When I look at the execution plan of a simple SELECT + WHERE statement in Hive 1.2.1.2.4 (using TEZ 0.7.0.2.4), I only see the predicate filter set for tbl_a, but not the other tbl_b. This means, that in tbl_b a full table scan will be executed and not only a scan over the desired partition. Both queried partitions exist and contain data.

hive> EXPLAIN SELECT * FROM tbl_a WHERE dt='1001010600';
OK
Plan not optimized by CBO.

Stage-0
  Fetch Operator
     limit:-1
     Select Operator [SEL_2]
        outputColumnNames:["_col0","_col1","_col2","_col3"]
        Filter Operator [FIL_4]
           predicate:(dt = '1001010600') (type: boolean)
           TableScan [TS_0]
              alias:tbl_a

Time taken: 0.866 seconds, Fetched: 12 row(s)

hive> EXPLAIN SELECT * FROM tbl_b WHERE dt='161001';
OK
Plan not optimized by CBO.

Stage-0
  Fetch Operator
     limit:-1
     Select Operator [SEL_2]
        outputColumnNames:["_col0","_col1","_col2","_col3"]
        TableScan [TS_0]
           alias:tbl_b

Time taken: 0.904 seconds, Fetched: 10 row(s)

This behavior doesn't look very clear to me. Which criteria decides if a where condition is used as predicate filter or not?

  • It seems these plans are not full listings of what explain command returned. Have you removed some rows. There are no information about tables statistics. How many rows/partitions/size are there is unknown. Is it possible that second table contains the only partition? And why don't you use CBO? – leftjoin Dec 21 '16 at 15:56
  • This is the full output of the `explain` statement. both tables contain more than the queried partition; `tbl_a` contains approx 100 partitions (~5GB per partition devided by approx 20 files), `tabl_b` contains 10 partitions (~500MB per partition divided by 2 files). CBO is off because i want to understand/test the predicate behavior. – Christoph Körner Dec 21 '16 at 21:58
  • 1
    Have checked this. For simple queries without joins even if CBO is enabled is says: Plan not optimized by CBO. Also it says nothing about predicates and partition pruning, just table scan like in your example but it works fine, selects only partition specified in predicate – leftjoin Dec 22 '16 at 10:17
  • Thanks a lot for the feedback.
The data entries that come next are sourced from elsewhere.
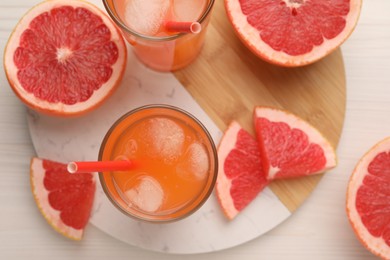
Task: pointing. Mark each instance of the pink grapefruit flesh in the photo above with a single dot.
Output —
(293, 32)
(240, 176)
(290, 146)
(368, 199)
(64, 199)
(64, 57)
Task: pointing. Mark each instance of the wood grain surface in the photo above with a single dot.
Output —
(228, 81)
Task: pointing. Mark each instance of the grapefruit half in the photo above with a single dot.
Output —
(368, 199)
(240, 175)
(65, 200)
(293, 32)
(64, 57)
(290, 147)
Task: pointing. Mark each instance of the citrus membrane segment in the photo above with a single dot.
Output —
(368, 199)
(64, 199)
(58, 68)
(240, 176)
(295, 27)
(290, 147)
(293, 32)
(64, 58)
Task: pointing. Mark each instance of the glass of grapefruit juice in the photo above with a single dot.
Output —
(142, 23)
(175, 163)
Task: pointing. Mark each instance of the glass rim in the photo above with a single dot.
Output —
(127, 29)
(209, 189)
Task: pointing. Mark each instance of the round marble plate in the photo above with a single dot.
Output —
(67, 139)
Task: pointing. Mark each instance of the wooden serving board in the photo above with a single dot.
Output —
(228, 81)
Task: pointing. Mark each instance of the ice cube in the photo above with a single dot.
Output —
(146, 17)
(148, 195)
(196, 163)
(188, 10)
(165, 138)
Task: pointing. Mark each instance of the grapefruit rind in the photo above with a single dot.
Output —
(52, 216)
(61, 109)
(294, 121)
(223, 184)
(374, 244)
(251, 38)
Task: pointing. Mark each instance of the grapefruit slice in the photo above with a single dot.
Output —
(65, 200)
(293, 32)
(368, 199)
(64, 57)
(290, 146)
(240, 175)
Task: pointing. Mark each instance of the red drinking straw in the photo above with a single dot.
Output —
(185, 27)
(99, 166)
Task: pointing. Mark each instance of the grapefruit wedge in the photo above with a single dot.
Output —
(368, 199)
(240, 174)
(64, 57)
(290, 147)
(293, 32)
(65, 200)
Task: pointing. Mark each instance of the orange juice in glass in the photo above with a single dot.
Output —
(143, 25)
(175, 162)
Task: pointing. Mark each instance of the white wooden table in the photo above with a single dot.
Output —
(319, 229)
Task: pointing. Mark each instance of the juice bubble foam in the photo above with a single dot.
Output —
(164, 139)
(188, 10)
(146, 16)
(148, 195)
(195, 164)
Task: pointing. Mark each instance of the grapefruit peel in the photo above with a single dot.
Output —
(375, 245)
(250, 37)
(293, 123)
(228, 143)
(228, 177)
(60, 108)
(41, 197)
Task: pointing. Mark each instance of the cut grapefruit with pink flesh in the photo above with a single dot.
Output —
(64, 57)
(240, 175)
(65, 200)
(290, 146)
(368, 199)
(293, 32)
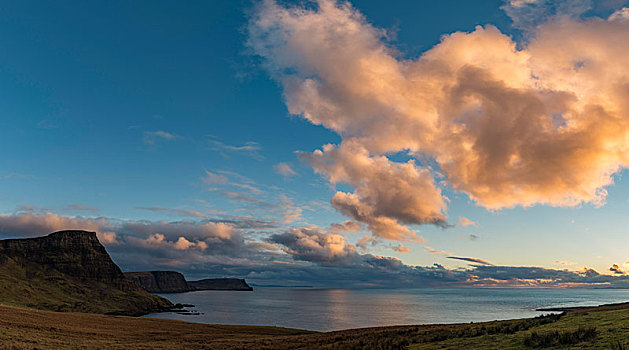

I still find it confusing that in one case it is written as predicate filter in the execution plan and in the other it isnt. – Christoph Körner Dec 22 '16 at 12:46
  • Tez query plan optimization seems to be responsible for this. If the query engine is set to MR the explain statement looks like expected. – Christoph Körner Dec 22 '16 at 14:02

0 Answers0